Cut to Kyle/ Mason looking at himself in the mirror. He sees scars, you see an impressive ripple of muscles on his back as well as pecs whose 4k definition can’t be hidden by the dusting of body hair. Later that night, someone breaks into Kyle's house. It's Bernard and he kidnaps Kyle and his family using a four-wheel drive that has a special feature: The back seat is basically a gas chamber.    

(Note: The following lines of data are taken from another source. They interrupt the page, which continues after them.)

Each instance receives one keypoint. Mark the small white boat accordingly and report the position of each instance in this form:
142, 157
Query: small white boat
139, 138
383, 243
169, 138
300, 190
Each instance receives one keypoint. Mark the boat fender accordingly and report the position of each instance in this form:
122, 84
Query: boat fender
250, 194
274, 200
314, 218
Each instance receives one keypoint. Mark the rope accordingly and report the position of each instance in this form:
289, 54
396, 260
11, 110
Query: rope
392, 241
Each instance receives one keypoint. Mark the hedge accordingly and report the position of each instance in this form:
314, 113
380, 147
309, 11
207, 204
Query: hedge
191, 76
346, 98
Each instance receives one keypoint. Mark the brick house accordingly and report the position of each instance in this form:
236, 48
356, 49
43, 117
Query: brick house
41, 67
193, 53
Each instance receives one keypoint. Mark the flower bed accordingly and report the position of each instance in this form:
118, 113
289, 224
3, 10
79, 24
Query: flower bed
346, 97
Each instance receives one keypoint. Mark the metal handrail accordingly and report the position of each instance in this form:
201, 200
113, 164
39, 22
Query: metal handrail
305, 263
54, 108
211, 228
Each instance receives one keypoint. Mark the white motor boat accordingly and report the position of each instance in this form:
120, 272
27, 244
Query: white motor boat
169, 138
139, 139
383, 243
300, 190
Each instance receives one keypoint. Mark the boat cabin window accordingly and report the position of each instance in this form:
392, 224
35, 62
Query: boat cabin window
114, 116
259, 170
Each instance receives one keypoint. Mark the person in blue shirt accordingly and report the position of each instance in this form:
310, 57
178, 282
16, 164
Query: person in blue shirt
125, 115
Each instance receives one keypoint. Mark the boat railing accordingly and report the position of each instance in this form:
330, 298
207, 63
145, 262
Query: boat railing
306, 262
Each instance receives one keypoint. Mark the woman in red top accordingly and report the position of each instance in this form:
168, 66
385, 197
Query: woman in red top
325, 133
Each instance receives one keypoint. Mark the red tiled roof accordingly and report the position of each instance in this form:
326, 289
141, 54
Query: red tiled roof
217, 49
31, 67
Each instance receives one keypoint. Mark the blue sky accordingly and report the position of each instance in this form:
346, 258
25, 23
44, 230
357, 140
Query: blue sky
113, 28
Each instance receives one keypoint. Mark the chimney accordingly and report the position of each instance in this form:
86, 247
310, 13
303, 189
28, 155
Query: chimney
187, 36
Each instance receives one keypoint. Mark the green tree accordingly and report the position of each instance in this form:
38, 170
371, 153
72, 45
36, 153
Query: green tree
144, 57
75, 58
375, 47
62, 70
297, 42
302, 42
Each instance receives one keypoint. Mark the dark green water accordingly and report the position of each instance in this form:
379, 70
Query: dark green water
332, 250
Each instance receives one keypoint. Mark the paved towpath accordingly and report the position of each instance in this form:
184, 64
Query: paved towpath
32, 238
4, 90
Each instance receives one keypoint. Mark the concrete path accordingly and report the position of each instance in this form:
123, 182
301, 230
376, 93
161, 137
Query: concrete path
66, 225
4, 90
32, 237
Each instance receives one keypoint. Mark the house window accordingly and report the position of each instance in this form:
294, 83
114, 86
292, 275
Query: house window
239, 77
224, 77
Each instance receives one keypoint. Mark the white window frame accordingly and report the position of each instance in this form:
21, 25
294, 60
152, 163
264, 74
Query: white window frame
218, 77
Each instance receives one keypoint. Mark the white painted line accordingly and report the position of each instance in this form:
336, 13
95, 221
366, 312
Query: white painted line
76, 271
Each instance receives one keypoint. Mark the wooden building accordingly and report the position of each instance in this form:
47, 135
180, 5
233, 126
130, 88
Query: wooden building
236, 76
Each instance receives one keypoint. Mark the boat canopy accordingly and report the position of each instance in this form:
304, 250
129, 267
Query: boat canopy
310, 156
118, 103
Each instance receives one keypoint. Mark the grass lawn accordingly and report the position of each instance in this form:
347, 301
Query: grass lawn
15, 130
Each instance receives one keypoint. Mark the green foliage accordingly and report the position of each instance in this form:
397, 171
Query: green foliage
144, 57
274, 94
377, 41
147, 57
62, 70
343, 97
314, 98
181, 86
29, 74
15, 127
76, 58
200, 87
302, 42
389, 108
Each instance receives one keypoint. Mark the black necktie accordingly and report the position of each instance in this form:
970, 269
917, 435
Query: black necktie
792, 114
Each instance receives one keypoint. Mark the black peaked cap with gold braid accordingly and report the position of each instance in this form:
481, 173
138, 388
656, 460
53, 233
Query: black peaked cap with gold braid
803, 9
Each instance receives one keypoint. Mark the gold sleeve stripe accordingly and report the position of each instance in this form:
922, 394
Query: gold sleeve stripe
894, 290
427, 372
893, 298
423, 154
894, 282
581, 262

Fortunately for Kyle/ Mason, Bernard is not a closet Nazi. He tells Kyle that he's actually Mason Kane, a super-slick spy who worked with the mysterious agency that is Citadel. Citadel was set up by renegade spies in the 1930s and has "helped shape every major event for good in the past 100 years." They're "loyal to no man and to no nation", but care about people in general. Eight years ago, one agent betrayed Citadel to its nemesis, Manticore, a rival agency started by eight of the wealthiest families from around the world. Manticore seeks to control world events to profit from tragedies and disasters. Bernard needs Mason's help to recover the X case (i.e. briefcase) before Manticore cracks the code. Mason points out that he's no longer the man Bernard knew. Bernard's response is to throw a knife at Mason, which of course Mason catches, signalling the rebirth of a spy.

The episode ends with a flashback to the train crash, and Nadia emerging from the lake, gasping for air (much like the audience). 

The first season of Citadel has six episodes. New episodes drop every Friday on Prime Video.